Arsenal grał nieco inaczej w defensywie. Pozwalał na dużo więcej Borussii, nie atakował gości na ich połowie, umożliwiając spokojne rozprowadzanie piłki do okolic środka boiska. Linia defensywna Anglików była ustawiona głęboko, czego celem było uniknięcie prostopadłych podań, które są jedną z groźniejszych broni Niemców. Zagęszczanie istniało dopiero w okolicach trzydziestego metra od bramki Szczęsnego. Prowadziło to do tego, że o ile goście mogli bez większego wysiłku dostać się w ten sektor, tak ciężko było o dodatkowe podanie, które mogłoby posunąć grę do przodu. Również ewentualne decyzje o strzałach musiał być natychmiastowe i sytuacyjne, zaś szansa na ich powodzenie – niewielka (choć np. Lewandowskiemu brakło niewiele). Pierwsza połowa ograniczała się więc niemal wyłącznie do spokojnego wzajemnego blokowania się obu zespołów. Arsenal ten wynik na swój sposób urządzał. Gospodarze mieli prawo sądzić, że goście będą musieli spróbować gry odważniejszej, trudno zaś było oczekiwać, by pressing utrzymywał się przez cały mecz na tak morderczym poziomie (co można było wywnioskować z końca pierwszej części). Taka sytuacja mogła pozwolić miejscowym na wykorzystanie rozluźnienia w szeregach Niemców i przeprowadzenie kilku szybkich ataków.
Ciekawostką w Arsenalu była znikoma aktywność bocznych obrońców. U Koscielnego można to wytłumaczyć nienaturalną dla niego pozycją i faktem gry Grosskreuza naprzeciwko. Santos jednak niemal zupełnie oddał pole Piszczkowi i rywalizacja na tej flance toczyła się dość mocno po dyktando Polaka, wspieranego przez Perisicia i zaskakująco ofensywnego Leitnera. Brak wsparcia ze strony obrońców w trakcie walki o srodek pola, prowadził do tego, że Arsenal dość wyraźnie przegrywał potyczki w tym sektorze boiska wskutek przewagi liczebnej Borussii. Trzeba jednak dodać, ze pressing gości był naprawdę mądry i na tyle błyskawicznie nadążający za akcją, że rozegranie szybkiej akcji było szalenie trudne.

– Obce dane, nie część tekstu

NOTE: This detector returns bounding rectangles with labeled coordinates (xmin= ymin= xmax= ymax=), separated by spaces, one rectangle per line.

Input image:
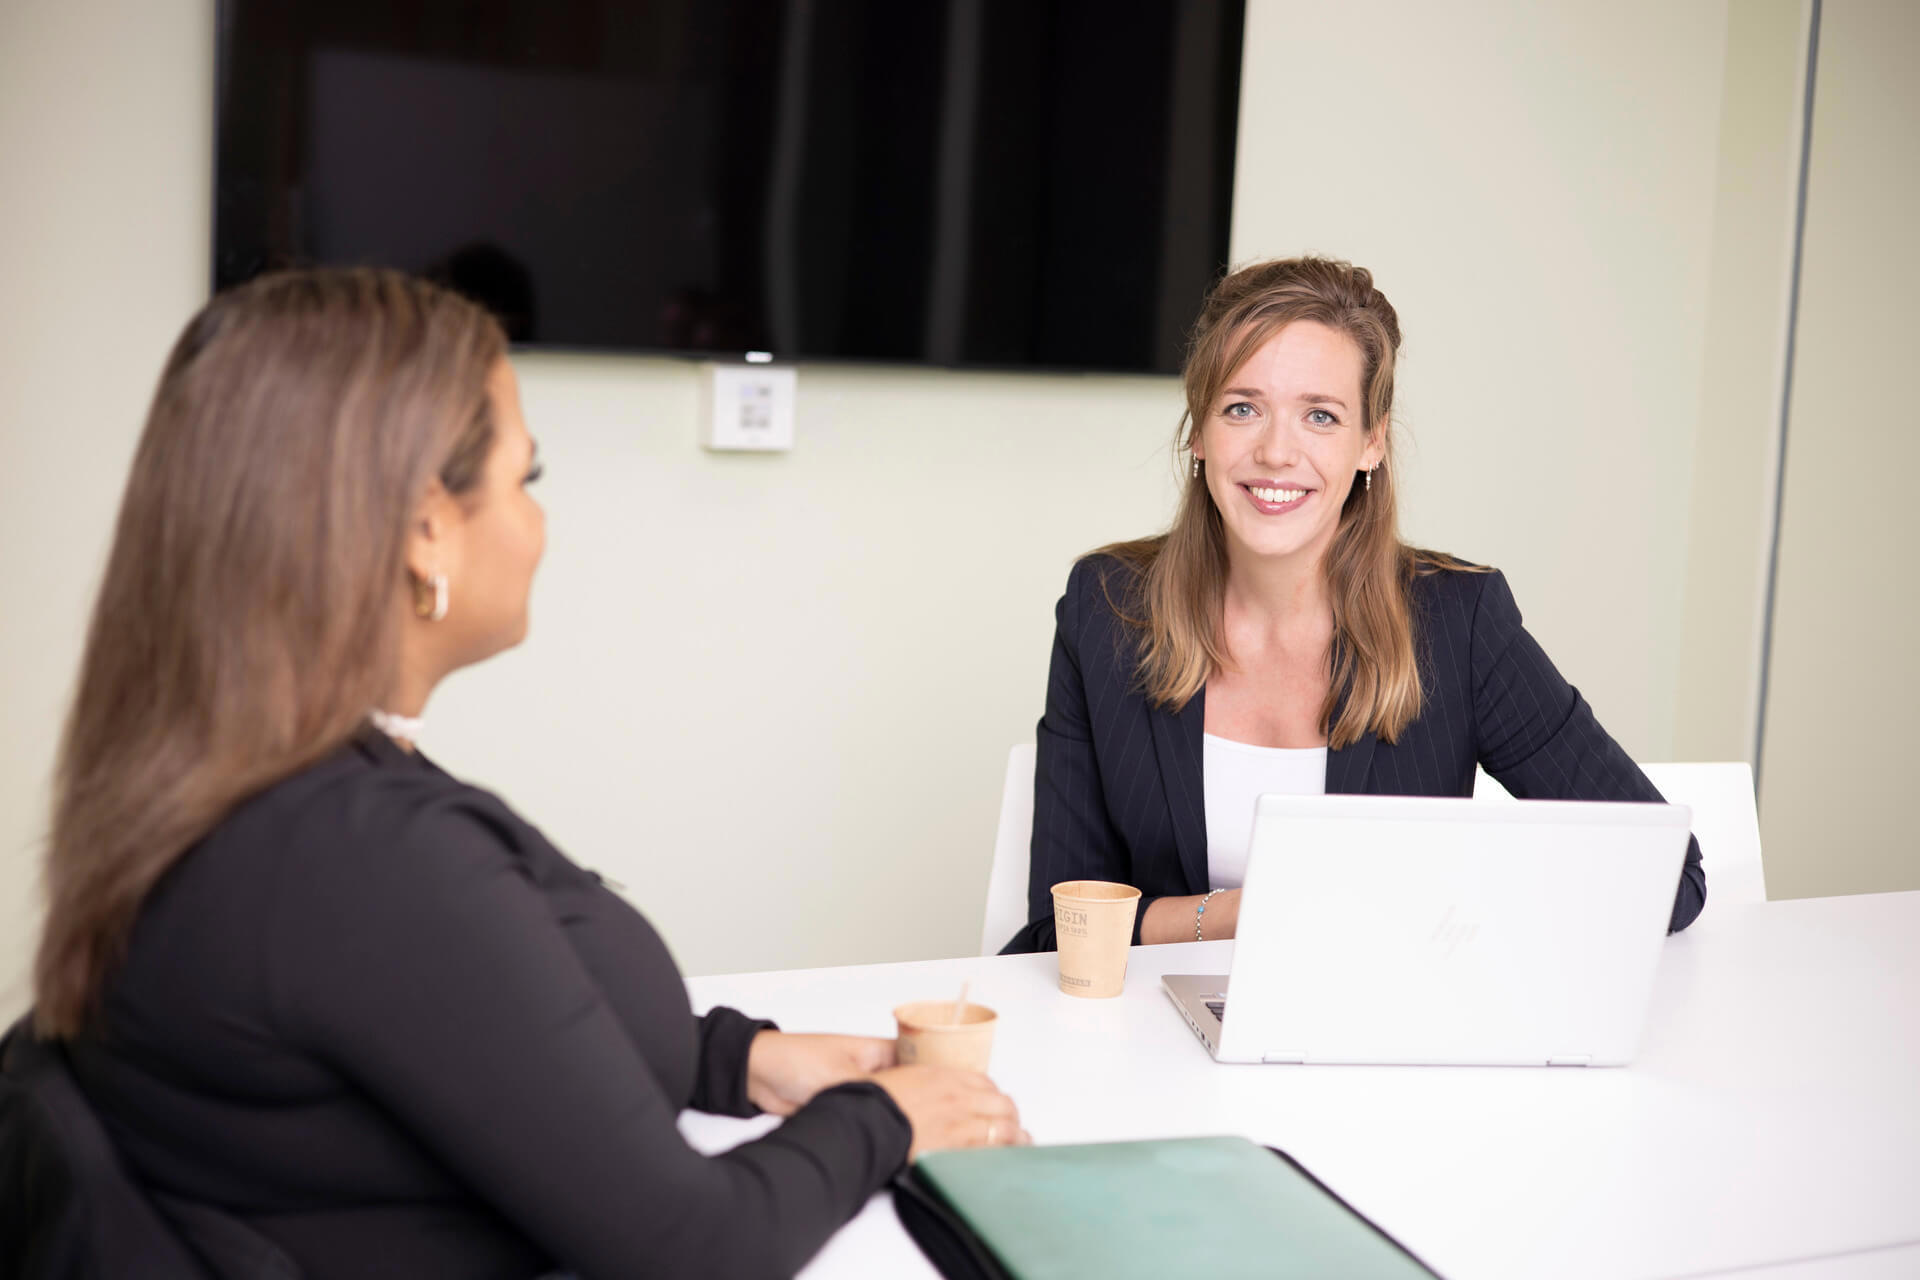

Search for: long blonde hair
xmin=34 ymin=268 xmax=505 ymax=1038
xmin=1097 ymin=257 xmax=1481 ymax=747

Cały jednak plan Borussii wziął w łeb, kiedy geniuszem błysnął Song. Będąc dobrze pilnowanym, minął trzech rywali i idealnie dośrodkował na głowę van Persiego, dzięki czemu Arsenal objął prowadzenie. Planu gości nie musiało to za bardzo zmieniać, gdyż wdrażany przez 49 minut sprawdzał się dobrze. Problemem jednak stało się to, że potrzebowali w tym momencie dwóch goli. Mecz wrócił do stanu początkowego, czyli wymiany ciosów bez szczególnego wskazania na którąkolwiek ze stron. Zmiany postanowił szukać Klopp, wprowadzając napastnika za defensywnego pomocnika. Był to ruch bardzo ryzykowny. Z jednej strony ciężko byłoby Borussii strzelić gola w tym impasie, który panował przez godzinę na boisku, dwóch nie wspominając. Jednak osłabienie środka siłą rzeczy musiało się wiązać z zelżeniem pressingu, co coraz śmielej zaczął wykorzystywać Arsenal. Chwilę przed zmianą dowodem na to było sytuacja sam na sam Gervinho. Klopp postanowił jednak spróbować wzmocnić atak i szukać szybszego przenoszenia piłki do ofensywy. Efektu nie przyniosło to właściwie żadnego. Ustawiony na 30-40 metrze Arsenal ze spokojem powstrzymywał wszystkie akcje, nie kwapiąc się jednak do wykorzystania osłabionego nieco środka gości.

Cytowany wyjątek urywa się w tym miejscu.